Plus ou moins oubliée depuis plus de deux ans, la question de l’instauration du contrôle parlementaire des forces porteuses d’armes revient dans le débat national. Après l’Assemblée nationale constituante (ANC), qui n’a rien pu faire dans ce domaine en près de trois ans d’existence, l’Assemblée des représentants du peuple (ARP) s’implique dans cet épineux dossier qui n’a guère progressé en cinq ans. 

Mardi 4 avril 2017, la Commission de la sécurité et de la défense, présidée par Abdellatif El Mekki, député d’Ennahdha, y a, pour la première fois en deux ans et demi d’existence, consacré une réunion durant laquelle elle a auditionné cinq officiers supérieurs à la retraite.

Il s’agit en l’occurrence des généraux Mohamed Salah Hamdi (ex-chef d’Etat-major de l’armée de terre), Mohamed Meddeb (ex-directeur de la sûreté militaire puis directeur général de la Douane), Abderrahmane Belhaj Ali (ex-directeur de la sécurité présidentielle avant le 14 janvier 2011 puis directeur général de la sûreté nationale), le colonel major Mokhtar Ben Nasr (ex-porte-parole du ministère de la Défense) et Mounir Ksiksi (ancien commandant de la Garde nationale).

Détail –important- qui témoigne de la sensibilité de ce dossier, des membres de la commission ont proposé dès le début que l’audition se déroule à huis clos. Les cinq officiers ayant clairement expliqué qu’ils ne parleraient pas de la même manière selon que la réunion est publique ou pas, le huis clos a fini par être voté.

Lors de ce que le président de la Commission a appelé un «brain storming», les députés ont voulu, ainsi que l’a expliqué Abdellatif Mekki, recueillir l’avis de ces militaires sur la meilleure manière d’exercer le contrôle démocratique sur les forces armées et de sécurité, la pertinence ou non de dédier une commission spéciale pour le contrôle des services de renseignement, la réduction des «éventuelles» interférence du politique dans les nominations au sein de l’armée, la situation matérielle des militaires, la mise en place d’un mécanisme permettant à ces derniers de faire part de leurs doléances concernant par exemple la légalité de certains ordres, et, enfin, sur la manière dont l’Etat peut continuer à tirer profit des compétences des militaires retraités.

Bref, la Commission de la sécurité et de la défense cherche un moyen de sortir de l’impasse dans laquelle se trouve ce dossier depuis cinq ans.

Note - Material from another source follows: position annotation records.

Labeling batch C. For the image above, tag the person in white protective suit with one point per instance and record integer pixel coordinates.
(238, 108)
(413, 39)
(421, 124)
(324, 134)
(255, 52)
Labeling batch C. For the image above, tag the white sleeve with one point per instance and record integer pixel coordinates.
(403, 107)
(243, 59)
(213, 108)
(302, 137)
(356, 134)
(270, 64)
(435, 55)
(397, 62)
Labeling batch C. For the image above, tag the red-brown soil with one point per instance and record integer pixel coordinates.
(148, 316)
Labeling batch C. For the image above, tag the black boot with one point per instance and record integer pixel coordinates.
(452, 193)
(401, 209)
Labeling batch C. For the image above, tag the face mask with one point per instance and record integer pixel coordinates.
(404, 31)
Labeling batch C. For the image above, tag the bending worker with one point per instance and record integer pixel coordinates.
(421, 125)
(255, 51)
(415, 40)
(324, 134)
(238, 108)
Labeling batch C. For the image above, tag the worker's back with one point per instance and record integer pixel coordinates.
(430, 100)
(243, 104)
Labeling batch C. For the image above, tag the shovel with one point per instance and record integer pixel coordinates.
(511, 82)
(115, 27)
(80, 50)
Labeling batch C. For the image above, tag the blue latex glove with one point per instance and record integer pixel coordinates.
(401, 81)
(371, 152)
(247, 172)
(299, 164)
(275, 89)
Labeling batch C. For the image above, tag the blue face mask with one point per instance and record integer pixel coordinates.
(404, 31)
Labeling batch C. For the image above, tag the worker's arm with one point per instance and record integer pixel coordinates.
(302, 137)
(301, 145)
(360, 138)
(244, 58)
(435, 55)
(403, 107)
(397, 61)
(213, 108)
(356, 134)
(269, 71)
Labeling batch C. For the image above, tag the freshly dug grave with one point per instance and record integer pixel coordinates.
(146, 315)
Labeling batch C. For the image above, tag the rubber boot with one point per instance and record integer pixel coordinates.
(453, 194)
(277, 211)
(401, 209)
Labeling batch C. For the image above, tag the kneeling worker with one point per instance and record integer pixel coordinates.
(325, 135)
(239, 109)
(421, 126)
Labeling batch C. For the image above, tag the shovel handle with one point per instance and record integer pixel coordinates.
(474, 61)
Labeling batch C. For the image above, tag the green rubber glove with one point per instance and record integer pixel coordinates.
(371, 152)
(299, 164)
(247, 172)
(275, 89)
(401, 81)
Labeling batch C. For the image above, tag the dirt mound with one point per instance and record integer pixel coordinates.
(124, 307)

De fait, ce débat sur la place et le rôle des forces armées et de sécurité en Tunisie et leurs relations avec les institutions étatiques, notamment démocratiquement élues, a été lancé quelques semaines seulement après la chute du régime Ben Ali.

L’initiative en revient au Centre pour le contrôle démocratique des forces armées –Genève (DCAF)- qui, en février 2011, a offert son expertise au gouvernement de transition qui l’a accepté et a adhéré en juillet 2011 au Conseil de fondation du DCAF, devenant ainsi son soixantième Etat-membre.

Dans la foulée, DCAF a ouvert un bureau à Tunis en octobre de la même année et conclu des accords portant sur des programmes d’assistance avec divers ministères (Intérieur, Justice et Défense afin de renforcer la bonne gouvernance des forces armées, de la police et des forces de sécurité.

Durant le règne de la Troïka, beaucoup de réunions ont été consacrées à ce sujet sans que le principe du contrôle démocratique des forces armées et de sécurité puisse être concrétisé. Un blocage imputable à la réticence des forces concernées à s’y soumettre, au motif de l’ignorance par les députés des questions militaires et sécuritaires.

La preuve en est qu’en décembre 2015, le ministre de l’Intérieur de l’époque, Najem Gharsalli, a ignoré une question du député Imed Khemiri (Ennahdha), au sujet de la mise en œuvre du contrôle parlementaire des institutions sécuritaires, qui, selon lui, «sont connues pour être fermées sur elles-mêmes et doivent s’ouvrir aux commissions (de l’ARP) chargées de ce dossier».

Aussi, DCAF et le Programme des Nations unies pour le développement (PNUD) –qui s’est également impliqué dans cette affaire- ont-ils, après les élections présidentielles et législatives de 2014, organisé de nombreux ateliers et tables rondes destinées à préparer un environnement propice à la mise en place du contrôle parlementaire des forces armées et de sécurité notamment en familiarisant les députés avec ses prérequis, exigences et modalités. Ce qui leur permet aujourd’hui de revenir à la charge sur ce dossier.